When we’re driven by emotion, she said, we’re less likely to tap into the critical thinking parts of our brains that ask, “Who’s posting this? Do I know this account? Where is this website they’re citing?”

“The first step is to take that breather, take that pause,” she said. “Wait until you’re clearheaded enough to investigate the information.”

You can investigate by seeing if you can vet any of the sources that the post listed, click on links to other websites, check out the reporters who wrote the stories and verify that they’re real, she said. Then, if you find the information isn’t accurate, don’t share it.

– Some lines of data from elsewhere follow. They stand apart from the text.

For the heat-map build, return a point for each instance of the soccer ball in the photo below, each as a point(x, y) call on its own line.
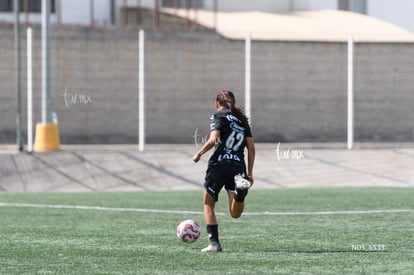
point(188, 231)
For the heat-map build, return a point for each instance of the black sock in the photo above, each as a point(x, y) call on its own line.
point(240, 195)
point(212, 231)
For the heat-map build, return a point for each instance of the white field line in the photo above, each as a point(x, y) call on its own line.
point(160, 211)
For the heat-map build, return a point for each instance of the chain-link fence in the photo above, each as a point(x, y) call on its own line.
point(299, 89)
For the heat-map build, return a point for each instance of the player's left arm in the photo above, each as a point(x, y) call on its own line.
point(251, 153)
point(213, 139)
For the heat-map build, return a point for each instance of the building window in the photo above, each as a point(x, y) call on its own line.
point(359, 6)
point(183, 3)
point(34, 5)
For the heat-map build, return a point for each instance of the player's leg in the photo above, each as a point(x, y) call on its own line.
point(212, 187)
point(211, 224)
point(236, 208)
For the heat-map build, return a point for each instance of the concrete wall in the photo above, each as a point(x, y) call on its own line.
point(298, 89)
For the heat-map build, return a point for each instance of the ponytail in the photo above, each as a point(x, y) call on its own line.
point(228, 100)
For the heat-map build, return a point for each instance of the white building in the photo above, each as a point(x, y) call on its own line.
point(103, 12)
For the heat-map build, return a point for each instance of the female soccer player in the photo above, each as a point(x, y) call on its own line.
point(229, 133)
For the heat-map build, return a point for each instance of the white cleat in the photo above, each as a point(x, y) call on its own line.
point(213, 247)
point(241, 182)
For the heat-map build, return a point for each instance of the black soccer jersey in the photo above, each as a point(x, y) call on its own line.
point(229, 150)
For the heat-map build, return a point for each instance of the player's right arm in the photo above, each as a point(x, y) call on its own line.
point(251, 152)
point(213, 139)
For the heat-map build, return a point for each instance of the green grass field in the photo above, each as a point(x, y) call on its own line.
point(39, 240)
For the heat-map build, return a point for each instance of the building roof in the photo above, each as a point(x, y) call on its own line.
point(324, 25)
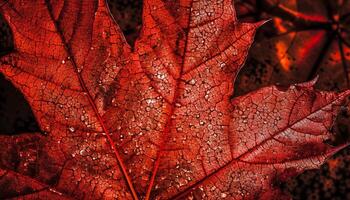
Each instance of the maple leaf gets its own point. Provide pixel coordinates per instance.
(156, 121)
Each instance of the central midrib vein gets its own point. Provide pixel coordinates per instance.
(90, 99)
(169, 122)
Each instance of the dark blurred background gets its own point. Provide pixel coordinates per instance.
(303, 39)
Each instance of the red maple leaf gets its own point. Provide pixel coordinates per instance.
(156, 121)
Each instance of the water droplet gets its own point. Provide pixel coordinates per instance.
(192, 82)
(222, 65)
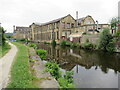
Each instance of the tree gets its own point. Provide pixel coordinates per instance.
(2, 38)
(114, 22)
(106, 42)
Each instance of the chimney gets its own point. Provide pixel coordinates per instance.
(77, 17)
(14, 28)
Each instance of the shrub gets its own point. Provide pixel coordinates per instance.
(54, 69)
(64, 83)
(53, 43)
(111, 46)
(68, 76)
(88, 45)
(117, 34)
(46, 42)
(32, 45)
(20, 40)
(41, 53)
(63, 43)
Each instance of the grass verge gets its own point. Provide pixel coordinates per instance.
(20, 73)
(4, 49)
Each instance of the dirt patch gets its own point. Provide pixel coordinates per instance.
(43, 79)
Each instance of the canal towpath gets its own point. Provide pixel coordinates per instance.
(5, 65)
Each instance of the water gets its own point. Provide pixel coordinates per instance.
(92, 69)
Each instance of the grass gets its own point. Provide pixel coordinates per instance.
(20, 73)
(4, 49)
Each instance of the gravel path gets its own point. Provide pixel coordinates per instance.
(5, 65)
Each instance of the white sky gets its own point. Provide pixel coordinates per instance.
(25, 12)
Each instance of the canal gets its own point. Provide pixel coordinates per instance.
(92, 69)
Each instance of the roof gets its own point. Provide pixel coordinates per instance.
(75, 35)
(80, 19)
(53, 21)
(22, 28)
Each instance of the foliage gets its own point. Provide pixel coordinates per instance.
(111, 46)
(63, 43)
(9, 35)
(106, 41)
(20, 75)
(41, 53)
(54, 69)
(114, 21)
(20, 40)
(64, 82)
(53, 43)
(4, 49)
(88, 45)
(32, 45)
(68, 76)
(32, 60)
(117, 34)
(2, 34)
(46, 43)
(86, 33)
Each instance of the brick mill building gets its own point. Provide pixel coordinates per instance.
(58, 29)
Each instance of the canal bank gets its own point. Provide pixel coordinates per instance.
(91, 68)
(37, 67)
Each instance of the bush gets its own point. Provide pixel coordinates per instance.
(20, 40)
(88, 45)
(64, 82)
(41, 53)
(46, 42)
(110, 47)
(53, 43)
(68, 76)
(54, 69)
(63, 43)
(32, 45)
(106, 41)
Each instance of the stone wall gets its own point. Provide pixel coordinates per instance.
(92, 38)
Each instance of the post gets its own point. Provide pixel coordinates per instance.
(77, 18)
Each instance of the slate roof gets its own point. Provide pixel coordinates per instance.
(53, 21)
(21, 28)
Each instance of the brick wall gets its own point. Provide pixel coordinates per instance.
(92, 38)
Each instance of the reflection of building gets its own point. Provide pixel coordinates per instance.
(61, 28)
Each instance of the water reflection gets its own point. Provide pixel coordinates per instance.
(98, 67)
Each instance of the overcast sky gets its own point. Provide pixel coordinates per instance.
(25, 12)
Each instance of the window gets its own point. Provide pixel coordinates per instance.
(68, 25)
(63, 24)
(72, 25)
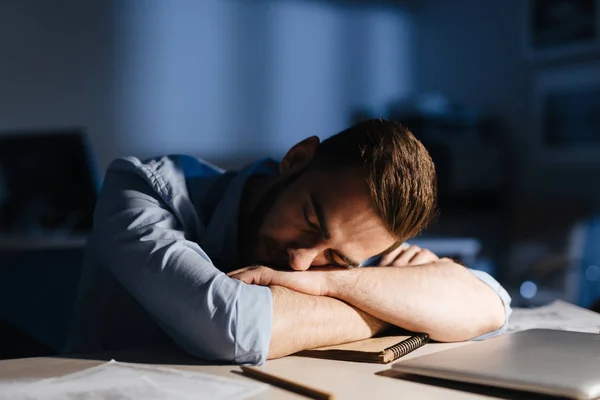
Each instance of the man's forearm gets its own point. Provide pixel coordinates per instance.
(302, 321)
(443, 299)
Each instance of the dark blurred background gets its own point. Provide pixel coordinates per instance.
(504, 93)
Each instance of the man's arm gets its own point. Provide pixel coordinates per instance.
(441, 298)
(302, 321)
(141, 238)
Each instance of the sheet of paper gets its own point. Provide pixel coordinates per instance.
(556, 315)
(122, 381)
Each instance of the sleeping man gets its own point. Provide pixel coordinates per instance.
(260, 263)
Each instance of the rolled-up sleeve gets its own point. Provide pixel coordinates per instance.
(142, 239)
(504, 296)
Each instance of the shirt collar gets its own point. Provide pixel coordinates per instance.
(220, 239)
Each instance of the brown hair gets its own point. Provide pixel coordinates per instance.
(399, 172)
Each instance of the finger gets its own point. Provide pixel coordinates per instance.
(423, 257)
(406, 256)
(238, 271)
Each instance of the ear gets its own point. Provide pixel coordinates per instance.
(299, 156)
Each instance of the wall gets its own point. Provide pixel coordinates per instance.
(232, 81)
(57, 66)
(472, 51)
(228, 80)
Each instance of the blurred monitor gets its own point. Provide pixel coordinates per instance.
(48, 183)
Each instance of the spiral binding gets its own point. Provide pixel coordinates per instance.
(406, 346)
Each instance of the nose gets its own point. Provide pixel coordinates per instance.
(302, 259)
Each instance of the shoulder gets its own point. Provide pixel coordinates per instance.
(166, 175)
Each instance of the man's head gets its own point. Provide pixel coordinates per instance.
(358, 194)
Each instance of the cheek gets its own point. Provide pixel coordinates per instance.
(281, 221)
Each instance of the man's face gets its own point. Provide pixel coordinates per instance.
(318, 218)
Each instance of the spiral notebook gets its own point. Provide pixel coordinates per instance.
(380, 350)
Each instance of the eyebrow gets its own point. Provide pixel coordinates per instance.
(318, 207)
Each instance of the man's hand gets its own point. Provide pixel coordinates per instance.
(313, 281)
(408, 255)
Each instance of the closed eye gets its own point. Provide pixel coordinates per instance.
(332, 255)
(309, 223)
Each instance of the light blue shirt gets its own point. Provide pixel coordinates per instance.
(165, 235)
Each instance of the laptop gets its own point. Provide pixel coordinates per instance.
(551, 362)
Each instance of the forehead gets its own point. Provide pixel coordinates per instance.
(355, 227)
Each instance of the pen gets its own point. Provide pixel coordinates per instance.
(294, 387)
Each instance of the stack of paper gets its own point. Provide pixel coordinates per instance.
(122, 381)
(558, 315)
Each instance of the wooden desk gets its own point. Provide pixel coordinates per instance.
(346, 380)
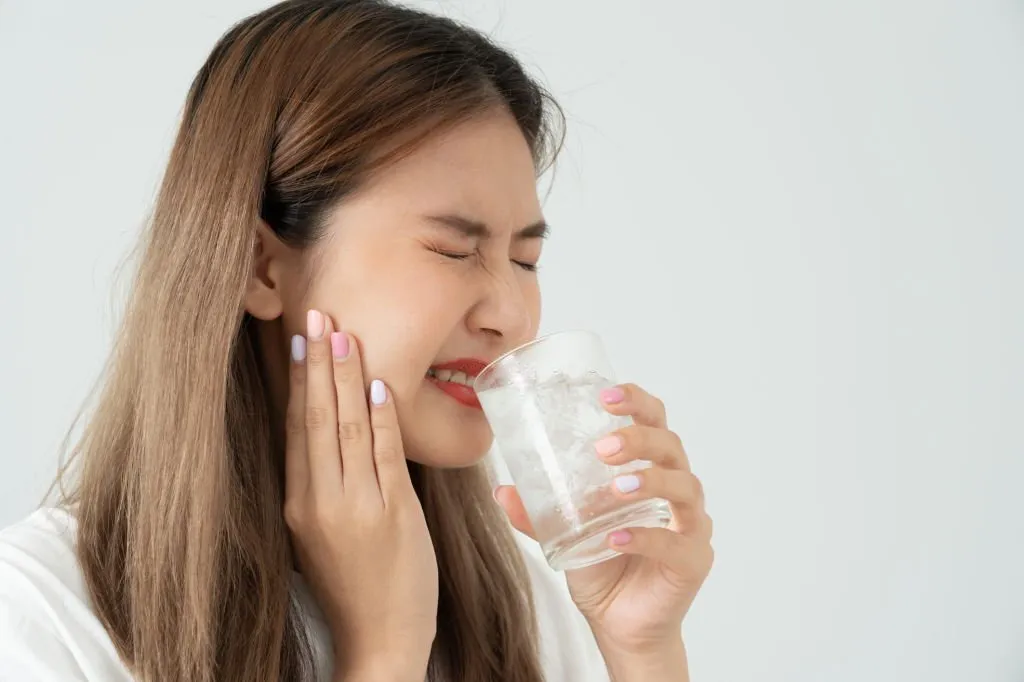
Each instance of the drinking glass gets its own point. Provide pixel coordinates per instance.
(542, 400)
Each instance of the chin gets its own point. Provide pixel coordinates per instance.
(446, 449)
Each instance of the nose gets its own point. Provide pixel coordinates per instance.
(505, 309)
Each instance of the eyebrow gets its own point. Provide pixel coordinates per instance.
(477, 229)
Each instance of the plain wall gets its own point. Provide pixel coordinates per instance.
(798, 222)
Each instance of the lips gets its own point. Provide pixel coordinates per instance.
(468, 366)
(462, 393)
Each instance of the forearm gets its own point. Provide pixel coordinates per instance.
(664, 664)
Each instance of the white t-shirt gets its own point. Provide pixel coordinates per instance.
(48, 630)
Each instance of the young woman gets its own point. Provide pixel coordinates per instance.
(270, 486)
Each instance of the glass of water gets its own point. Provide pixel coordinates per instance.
(543, 403)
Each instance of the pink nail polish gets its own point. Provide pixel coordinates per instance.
(621, 537)
(612, 395)
(339, 345)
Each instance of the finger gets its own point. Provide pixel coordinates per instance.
(353, 416)
(509, 499)
(681, 488)
(631, 400)
(322, 408)
(658, 445)
(686, 554)
(296, 459)
(389, 456)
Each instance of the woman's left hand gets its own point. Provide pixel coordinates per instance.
(636, 602)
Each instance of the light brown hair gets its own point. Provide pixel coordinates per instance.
(176, 480)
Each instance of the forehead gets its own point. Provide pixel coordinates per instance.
(482, 166)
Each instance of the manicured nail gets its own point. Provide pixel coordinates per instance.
(612, 395)
(314, 325)
(298, 348)
(339, 345)
(378, 394)
(621, 537)
(608, 445)
(629, 483)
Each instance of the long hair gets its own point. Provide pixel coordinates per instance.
(176, 479)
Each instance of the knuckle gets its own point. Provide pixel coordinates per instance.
(696, 486)
(295, 423)
(350, 431)
(659, 409)
(315, 354)
(349, 376)
(387, 454)
(326, 514)
(316, 418)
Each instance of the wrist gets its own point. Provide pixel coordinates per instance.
(655, 662)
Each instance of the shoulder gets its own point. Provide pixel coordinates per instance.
(48, 629)
(568, 651)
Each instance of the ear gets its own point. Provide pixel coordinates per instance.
(263, 294)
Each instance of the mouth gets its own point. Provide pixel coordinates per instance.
(456, 380)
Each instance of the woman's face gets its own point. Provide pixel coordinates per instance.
(429, 264)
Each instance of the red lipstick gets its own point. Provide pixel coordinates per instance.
(464, 394)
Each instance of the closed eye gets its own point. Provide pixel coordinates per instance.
(529, 267)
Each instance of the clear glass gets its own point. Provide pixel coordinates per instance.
(542, 401)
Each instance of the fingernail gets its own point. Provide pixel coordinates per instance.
(339, 345)
(628, 483)
(298, 348)
(621, 537)
(612, 395)
(378, 394)
(314, 325)
(608, 445)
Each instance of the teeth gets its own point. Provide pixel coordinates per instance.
(451, 377)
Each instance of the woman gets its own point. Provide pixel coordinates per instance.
(270, 486)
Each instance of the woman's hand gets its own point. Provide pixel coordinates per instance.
(356, 523)
(636, 602)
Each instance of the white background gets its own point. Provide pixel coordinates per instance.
(799, 222)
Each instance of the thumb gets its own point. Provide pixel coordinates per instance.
(510, 501)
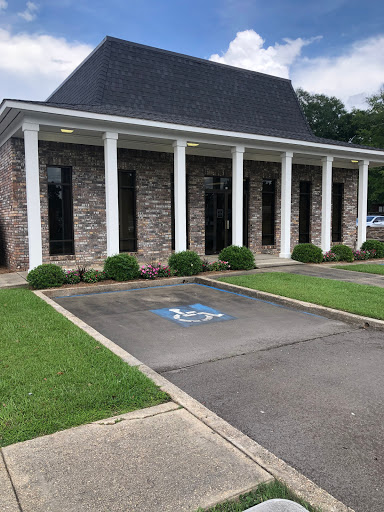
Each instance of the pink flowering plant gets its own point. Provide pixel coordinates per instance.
(219, 265)
(361, 255)
(330, 256)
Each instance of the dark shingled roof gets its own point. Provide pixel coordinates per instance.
(129, 79)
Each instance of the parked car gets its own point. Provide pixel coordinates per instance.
(373, 221)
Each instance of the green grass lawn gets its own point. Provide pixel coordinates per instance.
(370, 268)
(263, 493)
(360, 299)
(54, 376)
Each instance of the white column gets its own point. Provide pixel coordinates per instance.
(31, 148)
(362, 203)
(180, 195)
(286, 193)
(237, 195)
(111, 192)
(326, 203)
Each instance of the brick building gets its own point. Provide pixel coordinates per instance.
(147, 151)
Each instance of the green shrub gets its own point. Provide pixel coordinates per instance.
(238, 258)
(46, 275)
(185, 263)
(72, 277)
(121, 267)
(343, 252)
(93, 276)
(374, 245)
(307, 253)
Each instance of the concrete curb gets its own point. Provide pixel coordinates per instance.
(298, 483)
(308, 307)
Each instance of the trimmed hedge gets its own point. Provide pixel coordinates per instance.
(46, 275)
(343, 252)
(121, 267)
(238, 258)
(307, 253)
(375, 245)
(185, 263)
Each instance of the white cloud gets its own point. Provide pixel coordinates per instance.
(247, 51)
(30, 12)
(32, 66)
(356, 73)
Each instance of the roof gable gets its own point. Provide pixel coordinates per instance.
(149, 83)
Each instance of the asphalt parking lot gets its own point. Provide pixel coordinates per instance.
(307, 388)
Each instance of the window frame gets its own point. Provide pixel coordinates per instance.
(67, 214)
(305, 237)
(273, 220)
(337, 234)
(134, 206)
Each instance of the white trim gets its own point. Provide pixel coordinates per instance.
(180, 195)
(362, 203)
(31, 149)
(237, 194)
(326, 203)
(31, 107)
(111, 192)
(286, 204)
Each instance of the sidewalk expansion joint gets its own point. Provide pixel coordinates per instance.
(11, 481)
(115, 420)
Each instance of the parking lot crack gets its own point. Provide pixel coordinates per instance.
(241, 354)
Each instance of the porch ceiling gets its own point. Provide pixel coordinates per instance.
(148, 143)
(213, 143)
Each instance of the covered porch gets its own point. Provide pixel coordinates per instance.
(237, 157)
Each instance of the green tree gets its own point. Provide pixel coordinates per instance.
(370, 123)
(327, 116)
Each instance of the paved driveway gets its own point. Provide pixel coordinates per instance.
(307, 388)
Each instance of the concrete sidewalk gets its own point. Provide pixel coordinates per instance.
(160, 458)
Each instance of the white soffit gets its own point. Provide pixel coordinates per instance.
(157, 136)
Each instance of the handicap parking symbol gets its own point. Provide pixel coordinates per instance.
(193, 314)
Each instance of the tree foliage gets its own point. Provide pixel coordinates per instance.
(328, 118)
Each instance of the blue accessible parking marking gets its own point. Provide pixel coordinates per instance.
(193, 314)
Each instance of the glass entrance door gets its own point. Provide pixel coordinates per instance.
(218, 220)
(218, 213)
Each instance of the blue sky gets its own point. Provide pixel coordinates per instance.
(330, 46)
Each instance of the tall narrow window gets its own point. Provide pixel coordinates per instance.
(127, 211)
(305, 212)
(337, 211)
(60, 210)
(173, 209)
(268, 212)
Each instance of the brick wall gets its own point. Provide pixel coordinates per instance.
(6, 202)
(153, 194)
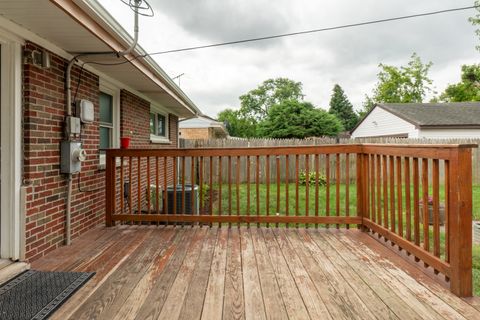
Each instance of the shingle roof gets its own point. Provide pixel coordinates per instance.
(458, 114)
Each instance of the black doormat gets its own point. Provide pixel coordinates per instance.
(37, 294)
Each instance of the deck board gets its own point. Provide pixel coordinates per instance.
(166, 272)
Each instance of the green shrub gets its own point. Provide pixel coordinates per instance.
(312, 178)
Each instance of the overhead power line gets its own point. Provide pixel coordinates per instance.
(284, 35)
(345, 26)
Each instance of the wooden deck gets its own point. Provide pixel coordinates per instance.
(147, 272)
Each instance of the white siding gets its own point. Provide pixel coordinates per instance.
(449, 133)
(382, 123)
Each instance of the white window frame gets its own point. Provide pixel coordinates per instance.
(109, 88)
(154, 138)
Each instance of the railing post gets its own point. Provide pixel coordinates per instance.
(109, 189)
(360, 187)
(460, 221)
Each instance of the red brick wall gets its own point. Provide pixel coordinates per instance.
(44, 112)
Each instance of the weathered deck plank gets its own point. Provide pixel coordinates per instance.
(174, 302)
(149, 272)
(274, 306)
(292, 298)
(254, 306)
(233, 303)
(213, 304)
(313, 302)
(193, 303)
(359, 309)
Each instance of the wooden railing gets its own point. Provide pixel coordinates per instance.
(387, 190)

A fellow at the Atlantic Council’s Digital Forensics Research Lab, Otis said she left the CIA in 2017, just as the world was beginning to learn more about Russia’s influence on the 2016 presidential election. She began to write publicly about national security, and started getting questions from people asking for help in figuring out the truth.

“And I realized, there were some helpful tools and tactics that I employed as an analyst that could be used by the everyday average information consumer,” she said.

Otis said she understands how easy it is to get overwhelmed by the influx of information. But labeling everything as “fake” instead of sorting through the mess isn’t a good approach.

“By giving up, you’re really not fixing the problem,” she said. “In fact, you’re making it worse. And on top of that, there are foreign governments out there that want you to give up.”